The phase-modulated signal is generally described by the expression u (t) = U _n Sin [ωt + φ (t)].

When modulating in one tone [e (t) = E sin Ωt], we have: φ (t) = φ ₀ + kE sin Ωt = φ ₀ + Δφ _max sin Ωt.

After substituting the value of φ (t) into the equation of the phase-modulated signal, we obtain u (t) = U _n sin (ω _n t + φ ₀ + Δφ _max sin Ωt), where Δφ _max is the maximum phase change proportional to the amplitude of the control voltage. Δφ _max is otherwise called the angular modulation index and is denoted by m.

As can be seen, with FM, m = Δφ _max = kE. The instantaneous value of the phase angle θ (t) changing in time is equal to Θ (t) = ω _n t + φ ₀ + msin Ωt, so that ω = d Θ (t) / dt = ω _n + mΩ cosΩt, where mΩ = Δφ _max Ω = Δω _n = kEΩ is the maximum frequency deviation from ωH at FM, directly proportional to the amplitude and frequency of the modulating oscillation.

Thus, with FM, the modulation index characterizing the maximum phase change is proportional to the amplitude of the control signal and does not depend on the modulation frequency. The change in frequency relative to the mean value (deviation) varies directly in proportion to the amplitude and frequency of the modulating voltage.

Depending on the application conditions, phase modulation has several varieties. One of them, in particular, is relative phase shift keying.

In this form, depending on the modulating signal, only the phase of the signal changes, and the frequency and amplitude remain unchanged.

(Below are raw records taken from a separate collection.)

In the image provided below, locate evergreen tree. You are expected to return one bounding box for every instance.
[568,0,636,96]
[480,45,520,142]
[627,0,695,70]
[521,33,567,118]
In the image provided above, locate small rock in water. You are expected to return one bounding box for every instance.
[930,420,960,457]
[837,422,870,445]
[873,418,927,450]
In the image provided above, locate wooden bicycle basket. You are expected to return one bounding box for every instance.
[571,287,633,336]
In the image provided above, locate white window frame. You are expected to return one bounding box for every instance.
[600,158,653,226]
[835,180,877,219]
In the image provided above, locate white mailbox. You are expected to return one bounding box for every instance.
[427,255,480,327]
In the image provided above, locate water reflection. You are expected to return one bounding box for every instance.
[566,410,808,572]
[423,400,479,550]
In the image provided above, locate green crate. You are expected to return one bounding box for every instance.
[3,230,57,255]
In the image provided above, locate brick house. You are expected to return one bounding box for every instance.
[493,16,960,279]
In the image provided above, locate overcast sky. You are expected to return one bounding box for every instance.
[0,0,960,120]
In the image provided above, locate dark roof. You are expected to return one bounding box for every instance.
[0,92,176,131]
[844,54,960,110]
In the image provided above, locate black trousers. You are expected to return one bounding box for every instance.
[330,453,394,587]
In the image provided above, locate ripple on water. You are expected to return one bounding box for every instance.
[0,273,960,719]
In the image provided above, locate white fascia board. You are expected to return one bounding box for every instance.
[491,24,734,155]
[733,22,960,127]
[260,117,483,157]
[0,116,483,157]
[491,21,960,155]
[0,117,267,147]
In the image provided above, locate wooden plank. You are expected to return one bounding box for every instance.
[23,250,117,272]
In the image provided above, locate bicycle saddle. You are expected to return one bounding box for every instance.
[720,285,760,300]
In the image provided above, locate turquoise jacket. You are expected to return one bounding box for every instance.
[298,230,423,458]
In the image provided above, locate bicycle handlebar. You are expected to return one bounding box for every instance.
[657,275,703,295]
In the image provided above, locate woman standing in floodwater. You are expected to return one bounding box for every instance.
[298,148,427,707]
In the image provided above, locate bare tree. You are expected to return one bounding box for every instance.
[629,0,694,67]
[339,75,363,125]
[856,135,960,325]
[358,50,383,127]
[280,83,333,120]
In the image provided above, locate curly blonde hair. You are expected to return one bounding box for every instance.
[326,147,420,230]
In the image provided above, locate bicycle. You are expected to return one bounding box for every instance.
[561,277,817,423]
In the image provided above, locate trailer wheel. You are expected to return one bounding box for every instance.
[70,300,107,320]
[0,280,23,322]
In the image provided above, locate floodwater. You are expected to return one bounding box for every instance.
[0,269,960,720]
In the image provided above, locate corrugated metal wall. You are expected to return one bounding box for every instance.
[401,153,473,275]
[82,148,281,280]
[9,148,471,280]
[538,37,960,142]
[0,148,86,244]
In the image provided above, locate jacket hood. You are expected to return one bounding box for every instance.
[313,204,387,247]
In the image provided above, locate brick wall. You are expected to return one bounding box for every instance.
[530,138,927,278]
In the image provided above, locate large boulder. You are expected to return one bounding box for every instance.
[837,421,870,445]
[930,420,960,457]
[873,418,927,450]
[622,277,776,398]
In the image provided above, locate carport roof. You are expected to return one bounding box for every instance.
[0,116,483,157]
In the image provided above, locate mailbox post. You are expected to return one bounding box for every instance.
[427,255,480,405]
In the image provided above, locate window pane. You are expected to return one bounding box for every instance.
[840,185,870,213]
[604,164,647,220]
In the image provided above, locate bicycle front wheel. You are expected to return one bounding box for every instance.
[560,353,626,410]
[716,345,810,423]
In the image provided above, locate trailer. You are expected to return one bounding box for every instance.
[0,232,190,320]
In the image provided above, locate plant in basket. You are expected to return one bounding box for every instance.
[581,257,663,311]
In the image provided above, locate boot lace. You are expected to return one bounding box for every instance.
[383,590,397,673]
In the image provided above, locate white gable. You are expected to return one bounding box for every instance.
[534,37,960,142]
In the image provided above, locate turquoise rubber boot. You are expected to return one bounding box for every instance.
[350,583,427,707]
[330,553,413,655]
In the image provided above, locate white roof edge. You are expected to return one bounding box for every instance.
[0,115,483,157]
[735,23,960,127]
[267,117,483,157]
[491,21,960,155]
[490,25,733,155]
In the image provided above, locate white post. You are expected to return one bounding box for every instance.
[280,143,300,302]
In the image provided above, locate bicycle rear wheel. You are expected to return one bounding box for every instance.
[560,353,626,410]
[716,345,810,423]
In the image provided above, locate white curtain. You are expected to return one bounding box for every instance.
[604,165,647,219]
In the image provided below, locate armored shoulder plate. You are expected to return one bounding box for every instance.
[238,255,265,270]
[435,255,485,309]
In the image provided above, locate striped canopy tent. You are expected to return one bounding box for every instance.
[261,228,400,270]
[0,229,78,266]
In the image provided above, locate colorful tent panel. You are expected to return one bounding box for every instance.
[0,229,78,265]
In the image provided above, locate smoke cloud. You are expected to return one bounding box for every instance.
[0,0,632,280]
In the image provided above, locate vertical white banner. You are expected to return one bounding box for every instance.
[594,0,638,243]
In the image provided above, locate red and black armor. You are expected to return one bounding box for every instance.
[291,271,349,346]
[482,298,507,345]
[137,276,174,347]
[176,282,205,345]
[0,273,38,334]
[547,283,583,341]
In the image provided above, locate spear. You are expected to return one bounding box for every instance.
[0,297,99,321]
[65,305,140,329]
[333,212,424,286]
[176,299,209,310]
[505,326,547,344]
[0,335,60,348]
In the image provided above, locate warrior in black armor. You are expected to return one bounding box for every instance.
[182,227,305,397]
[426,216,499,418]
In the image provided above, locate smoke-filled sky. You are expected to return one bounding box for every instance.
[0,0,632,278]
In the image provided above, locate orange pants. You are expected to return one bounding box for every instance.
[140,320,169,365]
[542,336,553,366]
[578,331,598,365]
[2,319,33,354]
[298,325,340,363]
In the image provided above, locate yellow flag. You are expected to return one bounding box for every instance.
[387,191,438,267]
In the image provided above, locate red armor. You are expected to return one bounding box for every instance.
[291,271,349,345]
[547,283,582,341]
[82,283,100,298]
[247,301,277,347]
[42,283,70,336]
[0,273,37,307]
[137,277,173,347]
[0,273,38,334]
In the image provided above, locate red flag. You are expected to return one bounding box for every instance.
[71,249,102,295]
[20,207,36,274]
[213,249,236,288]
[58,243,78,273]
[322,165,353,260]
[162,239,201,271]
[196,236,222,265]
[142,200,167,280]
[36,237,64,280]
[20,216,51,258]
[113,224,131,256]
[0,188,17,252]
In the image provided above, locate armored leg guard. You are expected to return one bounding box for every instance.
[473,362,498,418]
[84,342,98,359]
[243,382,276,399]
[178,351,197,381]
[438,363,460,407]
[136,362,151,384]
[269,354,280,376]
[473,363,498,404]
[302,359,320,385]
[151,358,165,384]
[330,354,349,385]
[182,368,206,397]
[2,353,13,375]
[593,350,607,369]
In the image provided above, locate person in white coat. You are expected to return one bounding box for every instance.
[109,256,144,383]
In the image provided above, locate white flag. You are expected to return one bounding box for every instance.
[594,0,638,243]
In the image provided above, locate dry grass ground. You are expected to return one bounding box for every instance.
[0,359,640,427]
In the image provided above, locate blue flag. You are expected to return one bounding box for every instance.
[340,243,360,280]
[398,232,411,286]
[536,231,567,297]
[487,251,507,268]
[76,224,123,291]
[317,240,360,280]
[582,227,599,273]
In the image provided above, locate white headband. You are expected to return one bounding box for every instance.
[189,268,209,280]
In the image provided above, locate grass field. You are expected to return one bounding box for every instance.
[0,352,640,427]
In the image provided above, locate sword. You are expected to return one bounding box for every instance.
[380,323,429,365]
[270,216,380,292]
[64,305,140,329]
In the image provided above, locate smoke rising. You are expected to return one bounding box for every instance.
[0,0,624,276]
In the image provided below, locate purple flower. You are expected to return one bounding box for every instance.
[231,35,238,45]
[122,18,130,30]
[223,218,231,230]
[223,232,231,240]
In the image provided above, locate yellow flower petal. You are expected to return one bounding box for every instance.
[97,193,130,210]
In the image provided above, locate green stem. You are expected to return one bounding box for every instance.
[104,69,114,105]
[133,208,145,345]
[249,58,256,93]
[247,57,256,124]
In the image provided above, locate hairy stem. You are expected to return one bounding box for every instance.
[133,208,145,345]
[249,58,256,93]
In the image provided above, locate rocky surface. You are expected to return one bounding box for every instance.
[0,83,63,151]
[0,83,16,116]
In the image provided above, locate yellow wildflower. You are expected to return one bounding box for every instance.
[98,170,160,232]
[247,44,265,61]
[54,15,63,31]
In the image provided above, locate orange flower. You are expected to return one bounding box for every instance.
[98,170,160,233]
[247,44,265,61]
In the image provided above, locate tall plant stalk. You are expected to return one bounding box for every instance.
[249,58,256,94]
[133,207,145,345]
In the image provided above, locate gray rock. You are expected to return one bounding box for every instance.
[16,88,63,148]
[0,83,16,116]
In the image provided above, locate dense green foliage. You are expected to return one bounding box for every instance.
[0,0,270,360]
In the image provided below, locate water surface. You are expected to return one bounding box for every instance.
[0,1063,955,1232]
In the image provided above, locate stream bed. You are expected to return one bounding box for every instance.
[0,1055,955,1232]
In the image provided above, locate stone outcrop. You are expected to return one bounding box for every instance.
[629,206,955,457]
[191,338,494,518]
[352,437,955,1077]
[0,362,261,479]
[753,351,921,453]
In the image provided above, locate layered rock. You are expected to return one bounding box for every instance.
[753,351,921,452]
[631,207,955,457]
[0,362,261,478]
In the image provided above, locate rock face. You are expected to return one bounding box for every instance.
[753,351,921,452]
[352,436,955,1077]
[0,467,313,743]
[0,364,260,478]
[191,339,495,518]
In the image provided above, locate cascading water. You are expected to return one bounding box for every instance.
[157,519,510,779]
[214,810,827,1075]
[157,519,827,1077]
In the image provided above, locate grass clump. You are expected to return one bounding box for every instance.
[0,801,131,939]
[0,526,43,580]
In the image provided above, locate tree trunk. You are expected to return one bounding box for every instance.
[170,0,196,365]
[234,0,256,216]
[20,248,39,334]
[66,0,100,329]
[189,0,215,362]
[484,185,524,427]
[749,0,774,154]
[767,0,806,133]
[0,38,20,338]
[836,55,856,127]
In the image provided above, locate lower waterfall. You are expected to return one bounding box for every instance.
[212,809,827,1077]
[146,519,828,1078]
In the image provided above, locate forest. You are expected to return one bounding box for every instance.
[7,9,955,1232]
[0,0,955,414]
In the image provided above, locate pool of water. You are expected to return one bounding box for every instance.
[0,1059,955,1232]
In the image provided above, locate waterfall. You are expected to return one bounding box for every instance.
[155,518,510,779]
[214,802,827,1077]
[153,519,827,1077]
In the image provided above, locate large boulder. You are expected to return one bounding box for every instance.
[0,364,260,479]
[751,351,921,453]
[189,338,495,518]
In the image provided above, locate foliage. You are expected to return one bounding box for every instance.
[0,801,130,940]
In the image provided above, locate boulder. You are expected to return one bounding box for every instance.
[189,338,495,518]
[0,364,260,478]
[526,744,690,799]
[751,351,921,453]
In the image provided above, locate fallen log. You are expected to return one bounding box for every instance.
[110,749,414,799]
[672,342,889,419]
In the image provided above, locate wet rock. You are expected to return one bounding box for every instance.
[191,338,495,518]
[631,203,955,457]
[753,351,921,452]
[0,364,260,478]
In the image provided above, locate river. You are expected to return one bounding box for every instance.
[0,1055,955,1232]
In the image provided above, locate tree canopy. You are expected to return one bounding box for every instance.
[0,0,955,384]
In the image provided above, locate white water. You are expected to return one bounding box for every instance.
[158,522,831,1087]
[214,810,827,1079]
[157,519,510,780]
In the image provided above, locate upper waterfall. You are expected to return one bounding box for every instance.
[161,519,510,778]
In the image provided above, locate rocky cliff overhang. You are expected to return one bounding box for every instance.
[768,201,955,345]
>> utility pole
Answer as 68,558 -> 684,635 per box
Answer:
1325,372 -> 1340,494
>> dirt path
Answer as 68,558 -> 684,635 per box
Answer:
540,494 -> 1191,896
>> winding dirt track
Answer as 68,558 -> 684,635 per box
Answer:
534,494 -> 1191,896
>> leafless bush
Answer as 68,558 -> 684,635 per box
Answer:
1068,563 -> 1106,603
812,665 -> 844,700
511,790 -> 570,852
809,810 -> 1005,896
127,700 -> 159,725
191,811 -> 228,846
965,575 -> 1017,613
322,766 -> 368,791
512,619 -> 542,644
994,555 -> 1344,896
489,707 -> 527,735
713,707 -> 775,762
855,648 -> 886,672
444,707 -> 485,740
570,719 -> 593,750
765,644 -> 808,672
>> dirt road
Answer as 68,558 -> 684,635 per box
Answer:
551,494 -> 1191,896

With an OMP, the information value is not the absolute phase change, but its change relative to the previous value.

An electronic circuit that causes a change in the phase angle of the modulated oscillation (with respect to the unmodulated carrier) in accordance with the modulating signal is called a phase modulator.

Many types of such images have been developed. The scheme of a simple modulator contains a varicap-diode, capable of changing the junction capacitance under the influence of a control voltage. In this scheme, the modulating voltage changes the capacitance of the varicap. The phase shift depends on the relative magnitude of the capacitance of this diode and the load resistance R.

Thus, this shift depends on the modulating voltage. This also determines the phase modulation of the radio signal. However, such a shift is nonlinearly related to the modulating voltage, the varicap capacitance is nonlinearly related to the modulating voltage, which creates additional problems in the construction of phase modulators.

In its pure form, phase modulation has not been widely used due to its inherent serious drawback - low noise immunity.